Carpenter teaches and writes about property, cultural property, American Indian Law, human rights, and Indigenous people’s rights. Native American and non-Native students in the American Indian Law Program see it as a career path, according to Carpenter. Colorado’s LLM (Master of Law) program draws Indigenous students from other countries.

“We’re involved in national conversations with the National Congress of American Indians, offering them support on tribal resolutions that will then hopefully influence legislation,” says Carpenter.

“Scholars can do a lot by studying what tribes are actually doing,” says Fletcher. “In recent decades, tribal initiatives are real laboratories of democracy, offering more creative and thoughtful government advances than most states.”

The case on the Supreme Court docket is Haaland v. Brackeen, a lawsuit brought by Texas (and previously Indiana and Louisiana) and several individual plaintiffs alleging the Indian Child Welfare Act (ICWA) is unconstitutional. Passed in 1978, ICWA protects the inherent rights of tribal nations to be involved in child welfare matters involving their citizens. Several tribes have dedicated millions of dollars of resources to defend ICWA over the past few years. Mills says this case has the potential to raise some deep and concerning questions about the foundations of federal Indian law.

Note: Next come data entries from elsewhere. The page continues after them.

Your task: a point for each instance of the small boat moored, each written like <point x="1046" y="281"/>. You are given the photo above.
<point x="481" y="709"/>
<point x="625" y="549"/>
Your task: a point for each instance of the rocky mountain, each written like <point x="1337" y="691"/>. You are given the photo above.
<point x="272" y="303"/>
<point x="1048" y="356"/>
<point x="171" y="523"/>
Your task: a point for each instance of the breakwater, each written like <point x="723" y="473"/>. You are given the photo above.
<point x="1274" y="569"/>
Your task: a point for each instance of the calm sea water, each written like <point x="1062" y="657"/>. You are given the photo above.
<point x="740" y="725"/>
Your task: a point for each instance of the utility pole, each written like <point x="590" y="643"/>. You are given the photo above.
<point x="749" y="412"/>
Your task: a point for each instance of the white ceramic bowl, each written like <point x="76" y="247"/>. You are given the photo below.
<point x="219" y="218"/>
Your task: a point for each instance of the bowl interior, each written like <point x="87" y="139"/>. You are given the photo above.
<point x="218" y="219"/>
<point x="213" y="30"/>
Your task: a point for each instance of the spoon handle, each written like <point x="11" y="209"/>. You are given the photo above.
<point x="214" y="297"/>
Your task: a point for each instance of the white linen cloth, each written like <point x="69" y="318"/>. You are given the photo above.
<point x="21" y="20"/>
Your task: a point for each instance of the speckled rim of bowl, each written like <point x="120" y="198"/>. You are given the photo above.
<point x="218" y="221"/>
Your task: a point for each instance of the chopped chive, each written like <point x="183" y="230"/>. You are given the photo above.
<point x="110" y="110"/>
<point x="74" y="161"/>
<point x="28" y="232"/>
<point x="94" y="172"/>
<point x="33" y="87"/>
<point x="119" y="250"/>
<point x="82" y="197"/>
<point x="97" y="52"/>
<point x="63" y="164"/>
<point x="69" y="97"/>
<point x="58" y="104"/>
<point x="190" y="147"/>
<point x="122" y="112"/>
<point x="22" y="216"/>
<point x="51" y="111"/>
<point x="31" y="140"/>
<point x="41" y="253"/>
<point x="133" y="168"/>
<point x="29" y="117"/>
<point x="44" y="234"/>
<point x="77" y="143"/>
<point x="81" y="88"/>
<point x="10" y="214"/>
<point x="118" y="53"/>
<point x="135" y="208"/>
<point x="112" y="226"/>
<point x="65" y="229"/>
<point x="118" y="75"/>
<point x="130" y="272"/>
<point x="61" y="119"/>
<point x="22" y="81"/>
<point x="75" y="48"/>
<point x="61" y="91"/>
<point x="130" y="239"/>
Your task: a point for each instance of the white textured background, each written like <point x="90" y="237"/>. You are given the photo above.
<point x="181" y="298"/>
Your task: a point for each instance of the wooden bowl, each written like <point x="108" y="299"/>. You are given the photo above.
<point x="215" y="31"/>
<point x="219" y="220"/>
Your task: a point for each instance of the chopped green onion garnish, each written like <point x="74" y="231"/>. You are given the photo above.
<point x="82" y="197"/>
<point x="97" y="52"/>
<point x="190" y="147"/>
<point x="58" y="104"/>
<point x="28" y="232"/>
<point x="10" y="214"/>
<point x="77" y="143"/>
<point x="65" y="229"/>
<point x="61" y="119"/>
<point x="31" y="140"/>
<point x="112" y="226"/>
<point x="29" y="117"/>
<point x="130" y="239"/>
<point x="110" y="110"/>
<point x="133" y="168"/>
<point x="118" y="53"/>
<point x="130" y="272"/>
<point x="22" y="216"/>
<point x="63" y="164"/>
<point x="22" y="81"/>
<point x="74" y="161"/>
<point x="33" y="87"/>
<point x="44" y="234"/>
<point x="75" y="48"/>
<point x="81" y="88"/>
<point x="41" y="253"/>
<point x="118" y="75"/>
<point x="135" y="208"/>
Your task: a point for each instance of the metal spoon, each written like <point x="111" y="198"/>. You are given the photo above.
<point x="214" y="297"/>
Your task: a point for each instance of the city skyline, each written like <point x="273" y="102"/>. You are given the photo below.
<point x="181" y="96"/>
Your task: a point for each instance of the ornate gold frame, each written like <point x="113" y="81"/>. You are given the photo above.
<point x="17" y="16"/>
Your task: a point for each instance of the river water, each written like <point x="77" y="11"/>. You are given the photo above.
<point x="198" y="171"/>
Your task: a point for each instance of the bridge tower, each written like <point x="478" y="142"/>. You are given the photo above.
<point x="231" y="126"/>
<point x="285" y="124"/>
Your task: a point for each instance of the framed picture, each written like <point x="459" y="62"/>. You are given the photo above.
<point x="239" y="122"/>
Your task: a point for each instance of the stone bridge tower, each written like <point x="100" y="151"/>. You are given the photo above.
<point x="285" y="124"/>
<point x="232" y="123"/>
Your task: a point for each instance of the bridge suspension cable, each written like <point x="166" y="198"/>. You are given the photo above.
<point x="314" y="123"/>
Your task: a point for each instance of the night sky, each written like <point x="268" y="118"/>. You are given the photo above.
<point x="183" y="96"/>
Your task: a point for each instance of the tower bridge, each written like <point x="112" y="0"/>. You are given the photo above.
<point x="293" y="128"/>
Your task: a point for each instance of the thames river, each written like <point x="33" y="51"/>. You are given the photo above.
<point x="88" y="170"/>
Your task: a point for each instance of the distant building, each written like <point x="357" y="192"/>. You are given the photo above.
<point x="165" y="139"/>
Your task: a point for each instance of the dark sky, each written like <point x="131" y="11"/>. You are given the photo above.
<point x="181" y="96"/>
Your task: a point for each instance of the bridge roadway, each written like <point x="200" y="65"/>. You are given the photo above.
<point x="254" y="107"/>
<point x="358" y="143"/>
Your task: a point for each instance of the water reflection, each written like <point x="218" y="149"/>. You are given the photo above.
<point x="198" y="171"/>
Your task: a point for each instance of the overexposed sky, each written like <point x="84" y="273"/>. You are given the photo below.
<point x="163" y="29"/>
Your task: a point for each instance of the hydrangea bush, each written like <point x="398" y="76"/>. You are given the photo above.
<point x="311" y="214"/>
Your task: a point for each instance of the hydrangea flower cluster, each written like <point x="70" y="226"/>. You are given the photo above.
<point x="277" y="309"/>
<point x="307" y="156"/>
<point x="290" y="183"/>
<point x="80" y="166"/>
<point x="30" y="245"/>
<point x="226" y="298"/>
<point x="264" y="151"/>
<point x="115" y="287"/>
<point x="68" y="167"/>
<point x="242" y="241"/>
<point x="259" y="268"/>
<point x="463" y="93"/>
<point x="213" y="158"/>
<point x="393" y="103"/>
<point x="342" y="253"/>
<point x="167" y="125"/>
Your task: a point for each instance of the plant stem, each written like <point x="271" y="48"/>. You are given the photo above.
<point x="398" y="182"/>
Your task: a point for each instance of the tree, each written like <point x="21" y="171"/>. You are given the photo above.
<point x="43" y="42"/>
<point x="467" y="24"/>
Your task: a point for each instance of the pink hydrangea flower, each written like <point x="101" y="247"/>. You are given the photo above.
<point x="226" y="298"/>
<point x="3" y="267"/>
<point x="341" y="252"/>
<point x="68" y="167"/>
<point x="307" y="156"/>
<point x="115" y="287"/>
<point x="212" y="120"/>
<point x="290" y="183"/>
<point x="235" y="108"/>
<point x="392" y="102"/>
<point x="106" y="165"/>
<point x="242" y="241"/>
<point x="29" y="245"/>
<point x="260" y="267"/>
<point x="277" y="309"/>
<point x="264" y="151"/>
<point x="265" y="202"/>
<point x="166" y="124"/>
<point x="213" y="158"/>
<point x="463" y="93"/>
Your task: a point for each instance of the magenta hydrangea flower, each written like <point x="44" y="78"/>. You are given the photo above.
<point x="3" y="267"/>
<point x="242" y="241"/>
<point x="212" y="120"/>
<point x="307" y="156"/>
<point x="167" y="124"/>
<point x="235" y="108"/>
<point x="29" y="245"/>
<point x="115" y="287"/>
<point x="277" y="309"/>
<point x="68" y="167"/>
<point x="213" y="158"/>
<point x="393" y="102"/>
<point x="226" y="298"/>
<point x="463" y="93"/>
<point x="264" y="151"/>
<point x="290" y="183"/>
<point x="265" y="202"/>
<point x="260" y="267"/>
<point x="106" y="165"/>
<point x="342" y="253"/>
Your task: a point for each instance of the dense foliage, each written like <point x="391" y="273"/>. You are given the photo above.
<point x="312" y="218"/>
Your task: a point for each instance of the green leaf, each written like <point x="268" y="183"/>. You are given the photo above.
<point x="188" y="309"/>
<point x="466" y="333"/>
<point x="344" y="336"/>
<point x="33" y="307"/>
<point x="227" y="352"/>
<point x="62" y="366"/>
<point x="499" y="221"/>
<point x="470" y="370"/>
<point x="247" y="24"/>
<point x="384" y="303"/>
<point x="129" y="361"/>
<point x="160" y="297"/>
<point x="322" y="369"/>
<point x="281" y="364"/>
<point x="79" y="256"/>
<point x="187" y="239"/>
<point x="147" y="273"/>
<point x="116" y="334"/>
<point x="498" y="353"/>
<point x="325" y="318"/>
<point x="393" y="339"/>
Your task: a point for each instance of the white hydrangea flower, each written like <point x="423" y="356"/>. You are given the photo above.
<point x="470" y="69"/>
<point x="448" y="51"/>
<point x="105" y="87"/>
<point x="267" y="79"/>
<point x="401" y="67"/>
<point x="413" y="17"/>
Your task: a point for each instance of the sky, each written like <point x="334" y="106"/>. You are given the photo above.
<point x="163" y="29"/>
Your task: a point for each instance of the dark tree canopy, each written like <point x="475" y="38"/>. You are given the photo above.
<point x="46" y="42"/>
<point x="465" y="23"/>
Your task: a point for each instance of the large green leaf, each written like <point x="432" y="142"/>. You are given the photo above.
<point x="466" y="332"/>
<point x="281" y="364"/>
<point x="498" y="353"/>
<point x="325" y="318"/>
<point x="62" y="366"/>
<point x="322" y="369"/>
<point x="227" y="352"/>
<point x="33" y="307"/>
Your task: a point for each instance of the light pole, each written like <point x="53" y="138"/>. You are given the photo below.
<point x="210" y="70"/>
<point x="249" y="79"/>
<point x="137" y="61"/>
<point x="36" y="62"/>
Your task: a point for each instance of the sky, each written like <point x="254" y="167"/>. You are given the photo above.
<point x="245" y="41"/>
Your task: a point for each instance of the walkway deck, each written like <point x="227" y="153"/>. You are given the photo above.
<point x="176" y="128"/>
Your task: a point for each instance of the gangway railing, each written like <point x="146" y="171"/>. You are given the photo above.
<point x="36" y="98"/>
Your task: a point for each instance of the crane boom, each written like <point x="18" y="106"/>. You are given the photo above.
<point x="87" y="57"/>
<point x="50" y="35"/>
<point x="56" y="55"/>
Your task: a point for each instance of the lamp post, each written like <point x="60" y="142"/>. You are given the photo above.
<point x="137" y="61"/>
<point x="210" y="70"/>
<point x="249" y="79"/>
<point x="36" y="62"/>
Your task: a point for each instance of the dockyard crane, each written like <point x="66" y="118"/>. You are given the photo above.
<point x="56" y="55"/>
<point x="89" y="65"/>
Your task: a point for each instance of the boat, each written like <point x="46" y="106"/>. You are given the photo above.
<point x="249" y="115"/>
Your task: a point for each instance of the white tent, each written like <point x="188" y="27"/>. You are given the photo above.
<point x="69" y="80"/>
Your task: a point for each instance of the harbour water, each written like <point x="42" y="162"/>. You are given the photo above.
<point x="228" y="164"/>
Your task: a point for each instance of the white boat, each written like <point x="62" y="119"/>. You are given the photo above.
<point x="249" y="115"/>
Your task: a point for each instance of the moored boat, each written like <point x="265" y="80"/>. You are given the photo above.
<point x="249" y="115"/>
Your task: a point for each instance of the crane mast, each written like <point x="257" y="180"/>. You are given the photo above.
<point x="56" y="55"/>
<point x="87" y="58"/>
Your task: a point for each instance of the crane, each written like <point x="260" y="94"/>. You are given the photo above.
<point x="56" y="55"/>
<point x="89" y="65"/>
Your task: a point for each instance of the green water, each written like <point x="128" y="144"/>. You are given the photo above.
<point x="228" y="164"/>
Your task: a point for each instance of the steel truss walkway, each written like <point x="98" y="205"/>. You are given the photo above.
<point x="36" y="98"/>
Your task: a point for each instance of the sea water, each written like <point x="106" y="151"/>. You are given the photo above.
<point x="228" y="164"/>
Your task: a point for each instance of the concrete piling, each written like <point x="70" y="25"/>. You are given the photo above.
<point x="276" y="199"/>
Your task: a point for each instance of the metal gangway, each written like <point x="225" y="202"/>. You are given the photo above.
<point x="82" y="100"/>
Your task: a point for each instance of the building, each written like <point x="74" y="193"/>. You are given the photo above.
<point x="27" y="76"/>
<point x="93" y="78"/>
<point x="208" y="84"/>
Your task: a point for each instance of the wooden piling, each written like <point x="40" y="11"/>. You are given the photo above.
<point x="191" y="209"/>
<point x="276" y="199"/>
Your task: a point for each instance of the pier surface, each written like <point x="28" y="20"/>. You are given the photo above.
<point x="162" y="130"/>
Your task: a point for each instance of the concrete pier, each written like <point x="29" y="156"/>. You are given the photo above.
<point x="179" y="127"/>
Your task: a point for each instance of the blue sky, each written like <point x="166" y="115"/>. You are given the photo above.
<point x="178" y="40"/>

“The community of tribal and Indian law scholars across the country has long been engaged, whether that’s amicus briefing before the Supreme Court or just coordination and lending expertise to legal issues that come up, which (for better or worse) they often do,” says Mills. “More broadly, educating folks about these issues — not just in a superficial way — but really focusing on aspects of tribal sovereignty and the historical tribal state or federal relationships. Where we in academia can really help is promoting a practical understanding of these issues.”